According to reports emanating from Taiwan's motherboard industry, via DigiTimes, manufacturing motherboards supporting AMD Zen chips will incur additional expense due to necessary design tweaks and additional components required.
In particular, reports say that the ASMedia chipset's "USB 3.1 transmission speeds drop dramatically as circuit distance increases". To remedy this motherboard makers will have to add retimer and redriver chips, or even an independent USB 3.1 IC chip, or else end-user USB 3.1 connectivity performance will be under par or may even not work properly.
The above complication will add an unwelcome build cost for AMD Zen motherboards of between US$2-5, according to industry players.

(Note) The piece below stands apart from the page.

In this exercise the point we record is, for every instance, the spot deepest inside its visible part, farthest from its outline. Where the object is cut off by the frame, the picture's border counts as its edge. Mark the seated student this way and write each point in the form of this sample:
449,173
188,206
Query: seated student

In a cost-sensitive, competitive industry that cost will of course need to be passed on to buyers. In order to smooth out these unforeseen wrinkles AMD is reportedly "considering acquiring retimer and redriver chips via third-party suppliers to sell along with the Zen chipsets," but such a deal has yet to be confirmed.
DigiTimes attempted to squeeze statements about the chipset issues from both AMD and ASMedia sources. AMD responded by saying it was pleased that Zen is on track but wouldn't comment on board-level matters. Its Zen processors have achieved a "satisfactory yield rate" and will shortly be in the engineering sample stage. ASMedia asserted that the USB 3.1 issues were just a market rumour while in fact its chipset's signal, stability and compatibility have all passed certification.
AMD Zen chipset designs are said to have been finalised with mass production scheduled for Q4 2016.